At present, it is lying in an extremely ruined condition. It is rectangular in plan laid out on an east-west axis, with the main gate being on the eastern side. There is another though smaller gateway on the river-side, where there originally was a spacious ghat (quay). Its river-side tower and chhatri have survived. Series of single-storeyed rooms were disposed on two oblong, northern and southern sides, leaving the middle space wide open for traffic. Each room had a vaulted ceiling, and a dalan (verandah) on its front which was protected by a chhajja. All openings were arched.

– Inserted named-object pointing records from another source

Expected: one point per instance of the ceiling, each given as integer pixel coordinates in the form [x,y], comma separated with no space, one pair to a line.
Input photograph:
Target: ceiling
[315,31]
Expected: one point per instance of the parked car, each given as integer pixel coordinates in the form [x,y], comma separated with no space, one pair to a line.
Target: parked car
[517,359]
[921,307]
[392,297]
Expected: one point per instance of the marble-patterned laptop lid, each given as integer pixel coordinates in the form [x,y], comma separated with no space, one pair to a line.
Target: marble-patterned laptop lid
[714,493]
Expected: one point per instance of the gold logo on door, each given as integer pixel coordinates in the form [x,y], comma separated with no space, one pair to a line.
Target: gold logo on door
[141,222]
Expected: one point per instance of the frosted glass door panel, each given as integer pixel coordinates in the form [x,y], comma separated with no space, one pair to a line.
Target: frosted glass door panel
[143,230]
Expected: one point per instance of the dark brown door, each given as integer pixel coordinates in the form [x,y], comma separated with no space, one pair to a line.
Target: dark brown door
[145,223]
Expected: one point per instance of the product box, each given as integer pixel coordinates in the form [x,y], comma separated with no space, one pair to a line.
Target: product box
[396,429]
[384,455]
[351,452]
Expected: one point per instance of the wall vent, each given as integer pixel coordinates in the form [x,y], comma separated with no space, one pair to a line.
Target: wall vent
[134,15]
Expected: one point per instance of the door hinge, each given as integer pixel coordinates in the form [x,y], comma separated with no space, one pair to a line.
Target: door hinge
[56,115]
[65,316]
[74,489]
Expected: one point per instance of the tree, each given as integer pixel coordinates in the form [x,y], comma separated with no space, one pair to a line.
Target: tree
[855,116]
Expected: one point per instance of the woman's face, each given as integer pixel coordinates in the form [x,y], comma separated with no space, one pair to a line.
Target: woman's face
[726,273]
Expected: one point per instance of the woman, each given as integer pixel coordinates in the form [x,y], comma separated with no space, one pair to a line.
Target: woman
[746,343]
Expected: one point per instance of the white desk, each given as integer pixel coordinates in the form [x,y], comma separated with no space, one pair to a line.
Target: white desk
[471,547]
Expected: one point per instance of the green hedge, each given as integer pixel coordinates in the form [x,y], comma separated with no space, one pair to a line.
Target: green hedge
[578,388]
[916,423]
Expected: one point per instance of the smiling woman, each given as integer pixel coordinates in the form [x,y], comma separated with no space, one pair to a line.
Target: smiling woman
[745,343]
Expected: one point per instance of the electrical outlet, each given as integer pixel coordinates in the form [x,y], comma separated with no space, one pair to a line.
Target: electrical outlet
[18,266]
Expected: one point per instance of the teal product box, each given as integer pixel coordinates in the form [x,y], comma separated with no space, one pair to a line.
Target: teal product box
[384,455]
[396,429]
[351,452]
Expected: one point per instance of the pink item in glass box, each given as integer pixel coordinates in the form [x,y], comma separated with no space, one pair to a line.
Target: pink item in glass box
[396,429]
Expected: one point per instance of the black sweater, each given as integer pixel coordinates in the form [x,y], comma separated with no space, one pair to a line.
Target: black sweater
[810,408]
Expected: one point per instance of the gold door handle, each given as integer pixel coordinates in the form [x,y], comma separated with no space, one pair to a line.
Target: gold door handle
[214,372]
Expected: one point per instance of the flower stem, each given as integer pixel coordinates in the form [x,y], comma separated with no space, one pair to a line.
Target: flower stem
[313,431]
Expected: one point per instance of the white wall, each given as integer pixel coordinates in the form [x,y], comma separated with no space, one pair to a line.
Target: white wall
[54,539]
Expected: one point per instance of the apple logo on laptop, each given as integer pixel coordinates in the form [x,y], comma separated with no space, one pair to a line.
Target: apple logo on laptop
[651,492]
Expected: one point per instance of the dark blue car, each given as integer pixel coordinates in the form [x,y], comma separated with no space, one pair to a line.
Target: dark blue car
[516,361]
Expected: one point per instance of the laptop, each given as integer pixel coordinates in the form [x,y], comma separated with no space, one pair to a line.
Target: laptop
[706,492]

Brick masonry was duly plastered over. Chhajja slabs have now been pillaged and only their brackets have remained in-situ. Except for these tastefully moulded stone brackets and bare brick masonry skeleton, everything of this once beautiful sarai of Nur Jehan has been destroyed, owing, obviously, to the lack of awareness of their heritage on the part of the people, and total neglect by the conservation agencies.